By Elio Villaseñor
Director of Citizen Initiative for the
Promotion of the Culture of Dialogue, AC
«Mucha gente pequeña, en lugares pequeños,
haciendo cosas pequeñas, puede cambiar el mundo.»
— Eduardo Galeano
El 12 de agosto de 2000 se conmemoró por primera vez el Día Internacional de la Juventud, impulsado por las Naciones Unidas como un espacio para reconocer las voces, los derechos, las aspiraciones y la participación de las juventudes en la construcción de nuestras sociedades.
Este 2026, el lema “Contextos diferentes, aspiraciones comunes” nos invita a mirar una realidad que muchas veces olvidamos: no existe una sola manera de ser joven.
Las juventudes viven realidades muy distintas dependiendo del país, el territorio y la comunidad donde nacieron; de su situación económica, su género y las oportunidades a las que tienen acceso.
Sin embargo, más allá de estas diferencias, existen aspiraciones que las unen: una educación de calidad, un trabajo digno, acceso a la salud —incluida la salud mental—, vivir sin violencia, participar en las decisiones que afectan sus vidas y contar con oportunidades reales para construir un futuro mejor.
Juventudes que están transformando su realidad
Frente a los grandes desafíos de nuestro tiempo, las y los jóvenes no permanecen indiferentes.

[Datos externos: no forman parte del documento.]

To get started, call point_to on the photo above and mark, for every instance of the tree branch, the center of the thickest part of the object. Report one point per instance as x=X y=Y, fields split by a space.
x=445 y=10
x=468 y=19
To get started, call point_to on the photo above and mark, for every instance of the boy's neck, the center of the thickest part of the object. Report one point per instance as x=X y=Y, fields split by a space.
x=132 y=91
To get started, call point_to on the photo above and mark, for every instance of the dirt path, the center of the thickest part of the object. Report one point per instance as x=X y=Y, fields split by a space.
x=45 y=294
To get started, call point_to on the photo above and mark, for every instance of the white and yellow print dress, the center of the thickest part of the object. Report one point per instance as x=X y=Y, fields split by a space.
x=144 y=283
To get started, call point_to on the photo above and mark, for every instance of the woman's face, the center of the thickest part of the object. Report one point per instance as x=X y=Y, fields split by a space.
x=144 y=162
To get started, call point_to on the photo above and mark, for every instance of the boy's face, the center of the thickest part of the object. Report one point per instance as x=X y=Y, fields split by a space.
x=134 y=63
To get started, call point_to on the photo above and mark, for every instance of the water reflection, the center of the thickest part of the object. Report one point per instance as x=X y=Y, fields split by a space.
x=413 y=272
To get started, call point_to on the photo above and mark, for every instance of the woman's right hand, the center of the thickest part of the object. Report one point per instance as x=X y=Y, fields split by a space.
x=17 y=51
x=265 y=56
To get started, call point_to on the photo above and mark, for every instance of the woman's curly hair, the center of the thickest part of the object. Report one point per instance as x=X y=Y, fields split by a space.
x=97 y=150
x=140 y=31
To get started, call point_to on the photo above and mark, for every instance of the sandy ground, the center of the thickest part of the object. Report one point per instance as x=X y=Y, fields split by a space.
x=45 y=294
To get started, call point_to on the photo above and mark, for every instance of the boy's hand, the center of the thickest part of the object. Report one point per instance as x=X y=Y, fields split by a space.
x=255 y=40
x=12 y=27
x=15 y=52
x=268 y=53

Desde diferentes territorios están construyendo proyectos, organizaciones y nuevas formas de participación.
Los encontramos defendiendo el medio ambiente y sus comunidades; exigiendo acciones frente al cambio climático; impulsando una educación que responda a los desafíos de su generación; demandando un mundo digital seguro, incluyente y humano; enfrentando la violencia en sus territorios y en las redes sociales, y abriendo nuevos espacios de participación ciudadana.
También están colocando sobre la mesa preguntas que marcarán nuestro futuro: ¿cómo queremos utilizar la inteligencia artificial?, ¿qué tipo de empleos tendremos?, ¿cómo proteger nuestra salud mental?, ¿cómo enfrentar la desigualdad y la violencia?, ¿cómo cuidar nuestro planeta?
No son preguntas únicamente de las juventudes. Son preguntas que interpelan a toda la sociedad.
El derecho a imaginar y construir el futuro
En medio de contextos tan diferentes, existe algo profundo que une a las juventudes: el derecho a imaginar un futuro y contar con las herramientas, los derechos, las oportunidades y la libertad para construirlo.
Por eso, conmemorar el Día Internacional de la Juventud no debería reducirse a celebrar a las y los jóvenes una vez al año. Significa escucharlos, reconocer su diversidad, abrir espacios para su participación y, sobre todo, confiar en su capacidad para transformar sus comunidades.
El desafío de nuestro tiempo es pasar de políticas para las juventudes a procesos construidos con las juventudes. Porque no basta con reconocer que son el futuro: necesitamos reconocerlas como protagonistas del presente.